The previous weekend, gale-force winds and high tides caused millions of pounds-worth of damage in the area and along the east coast.
The environment minister visited the north-east town on Monday to speak to residents affected by the floods and thank people for the efforts to mitigate and clean up the damage.
He said the government would support the recovery and Aberdeenshire Council has applied for financial support, activating the Bellwin Scheme, the support system for a discretionary fund for spending above a council's threshold.
Finance Secretary John Swinney said: "Communities across Scotland, but particularly in the north-east, have had to endure exceptional weather in recent days.
"After the storms that battered coastlines earlier in December has come flood damage, most severely in Stonehaven.
"My thoughts are with the households and businesses that have suffered flood damage, at the cruellest possible time so close to Christmas.
"Clean up work is ongoing, and I commend everyone involved for their hard work.

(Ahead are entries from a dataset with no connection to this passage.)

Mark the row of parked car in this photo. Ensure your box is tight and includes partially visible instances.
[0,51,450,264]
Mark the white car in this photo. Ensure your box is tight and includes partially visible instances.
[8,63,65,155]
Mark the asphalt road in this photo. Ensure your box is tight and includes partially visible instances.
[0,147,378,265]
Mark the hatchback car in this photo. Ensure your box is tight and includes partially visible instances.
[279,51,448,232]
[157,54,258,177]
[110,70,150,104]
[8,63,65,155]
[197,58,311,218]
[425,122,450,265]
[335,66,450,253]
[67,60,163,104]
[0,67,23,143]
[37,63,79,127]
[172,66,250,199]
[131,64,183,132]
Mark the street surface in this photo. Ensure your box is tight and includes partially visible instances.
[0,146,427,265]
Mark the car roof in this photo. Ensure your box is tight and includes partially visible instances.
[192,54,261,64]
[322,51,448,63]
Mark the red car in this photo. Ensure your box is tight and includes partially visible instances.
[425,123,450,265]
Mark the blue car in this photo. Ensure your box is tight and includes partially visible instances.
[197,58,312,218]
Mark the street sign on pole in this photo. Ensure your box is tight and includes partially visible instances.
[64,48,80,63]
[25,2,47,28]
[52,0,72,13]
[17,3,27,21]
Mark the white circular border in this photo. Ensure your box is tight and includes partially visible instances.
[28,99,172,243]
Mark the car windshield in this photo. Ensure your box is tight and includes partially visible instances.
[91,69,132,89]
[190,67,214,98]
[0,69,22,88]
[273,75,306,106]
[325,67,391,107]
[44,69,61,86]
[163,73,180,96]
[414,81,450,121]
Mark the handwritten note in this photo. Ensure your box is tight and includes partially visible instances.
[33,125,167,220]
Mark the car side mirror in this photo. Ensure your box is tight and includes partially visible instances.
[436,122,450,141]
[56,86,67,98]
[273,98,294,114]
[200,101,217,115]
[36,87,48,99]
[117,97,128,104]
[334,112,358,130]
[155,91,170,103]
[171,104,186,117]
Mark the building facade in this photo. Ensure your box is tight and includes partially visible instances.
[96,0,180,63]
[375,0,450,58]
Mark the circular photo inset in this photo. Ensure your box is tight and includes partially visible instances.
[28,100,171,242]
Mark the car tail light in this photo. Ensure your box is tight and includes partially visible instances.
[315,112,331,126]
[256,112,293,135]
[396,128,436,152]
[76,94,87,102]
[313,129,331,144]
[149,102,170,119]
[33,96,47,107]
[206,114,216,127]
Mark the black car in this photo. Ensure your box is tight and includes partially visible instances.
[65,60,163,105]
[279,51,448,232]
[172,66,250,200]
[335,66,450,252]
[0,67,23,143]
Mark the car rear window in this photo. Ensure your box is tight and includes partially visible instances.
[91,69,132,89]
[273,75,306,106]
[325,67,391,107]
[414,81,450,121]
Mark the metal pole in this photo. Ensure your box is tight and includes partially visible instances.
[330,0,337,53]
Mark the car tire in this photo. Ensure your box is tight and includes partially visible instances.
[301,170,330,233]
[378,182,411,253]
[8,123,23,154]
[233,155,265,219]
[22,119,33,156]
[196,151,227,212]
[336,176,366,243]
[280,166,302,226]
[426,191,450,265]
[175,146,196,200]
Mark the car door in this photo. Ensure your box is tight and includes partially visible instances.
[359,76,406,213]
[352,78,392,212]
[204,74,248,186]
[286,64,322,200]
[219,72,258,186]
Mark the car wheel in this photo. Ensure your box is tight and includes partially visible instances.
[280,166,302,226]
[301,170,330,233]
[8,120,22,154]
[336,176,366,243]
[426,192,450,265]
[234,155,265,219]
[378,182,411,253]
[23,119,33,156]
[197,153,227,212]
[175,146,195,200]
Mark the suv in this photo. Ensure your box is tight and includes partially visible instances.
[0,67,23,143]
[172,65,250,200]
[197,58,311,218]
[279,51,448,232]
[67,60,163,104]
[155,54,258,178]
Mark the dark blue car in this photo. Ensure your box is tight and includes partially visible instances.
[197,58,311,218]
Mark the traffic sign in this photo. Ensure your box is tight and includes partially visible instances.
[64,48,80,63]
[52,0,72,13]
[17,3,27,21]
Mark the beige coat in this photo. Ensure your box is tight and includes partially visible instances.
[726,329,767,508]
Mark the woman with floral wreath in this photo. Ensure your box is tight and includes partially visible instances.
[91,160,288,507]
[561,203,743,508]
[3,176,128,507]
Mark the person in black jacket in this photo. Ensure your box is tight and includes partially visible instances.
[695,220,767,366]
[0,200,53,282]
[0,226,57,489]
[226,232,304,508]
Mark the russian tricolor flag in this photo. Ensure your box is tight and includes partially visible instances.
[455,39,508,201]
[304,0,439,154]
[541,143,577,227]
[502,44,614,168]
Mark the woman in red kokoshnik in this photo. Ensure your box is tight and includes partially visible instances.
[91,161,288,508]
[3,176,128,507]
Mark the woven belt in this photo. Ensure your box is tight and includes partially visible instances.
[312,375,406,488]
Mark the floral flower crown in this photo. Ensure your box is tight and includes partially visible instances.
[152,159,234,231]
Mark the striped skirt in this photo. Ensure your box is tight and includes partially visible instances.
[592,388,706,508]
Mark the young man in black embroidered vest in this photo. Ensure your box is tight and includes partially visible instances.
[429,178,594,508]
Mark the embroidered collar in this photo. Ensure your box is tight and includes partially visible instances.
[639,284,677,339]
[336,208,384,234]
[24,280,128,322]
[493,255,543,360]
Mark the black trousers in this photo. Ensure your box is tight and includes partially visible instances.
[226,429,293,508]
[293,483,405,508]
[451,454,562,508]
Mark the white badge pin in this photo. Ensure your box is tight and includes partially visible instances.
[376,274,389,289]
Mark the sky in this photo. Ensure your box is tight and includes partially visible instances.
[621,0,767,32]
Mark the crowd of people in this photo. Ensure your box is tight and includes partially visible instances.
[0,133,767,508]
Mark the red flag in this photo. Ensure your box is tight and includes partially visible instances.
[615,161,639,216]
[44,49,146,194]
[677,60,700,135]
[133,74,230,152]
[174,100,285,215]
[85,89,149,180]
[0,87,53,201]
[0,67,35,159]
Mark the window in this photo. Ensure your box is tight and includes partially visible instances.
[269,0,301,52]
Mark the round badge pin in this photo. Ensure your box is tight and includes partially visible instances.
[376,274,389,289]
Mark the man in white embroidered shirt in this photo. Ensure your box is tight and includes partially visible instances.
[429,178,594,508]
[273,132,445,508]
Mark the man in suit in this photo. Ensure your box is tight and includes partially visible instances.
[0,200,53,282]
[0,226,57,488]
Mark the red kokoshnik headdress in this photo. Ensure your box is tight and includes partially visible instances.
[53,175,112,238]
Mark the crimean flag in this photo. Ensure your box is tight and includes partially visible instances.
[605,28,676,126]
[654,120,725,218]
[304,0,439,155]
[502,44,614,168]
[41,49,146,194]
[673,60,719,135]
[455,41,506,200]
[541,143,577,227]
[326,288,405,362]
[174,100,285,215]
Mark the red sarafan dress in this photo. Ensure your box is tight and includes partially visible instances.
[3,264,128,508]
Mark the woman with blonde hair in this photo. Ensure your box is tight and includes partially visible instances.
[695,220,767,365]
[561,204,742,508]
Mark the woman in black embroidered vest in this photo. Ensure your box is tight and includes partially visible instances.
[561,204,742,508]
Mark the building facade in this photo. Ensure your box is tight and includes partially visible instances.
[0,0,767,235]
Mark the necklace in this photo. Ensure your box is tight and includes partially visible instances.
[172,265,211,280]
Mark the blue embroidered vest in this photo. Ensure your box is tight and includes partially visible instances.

"This government is committed to helping communities get back on their feet as quickly as possible.
"I have agreed to activate the Bellwin Scheme which provides support to Aberdeenshire Council to assist with immediate and unforeseen costs of dealing with the latest flood damage.
"This offer of assistance is in addition to support under the scheme which I announced last week for Aberdeenshire and Moray Councils following recent coastal storm damage."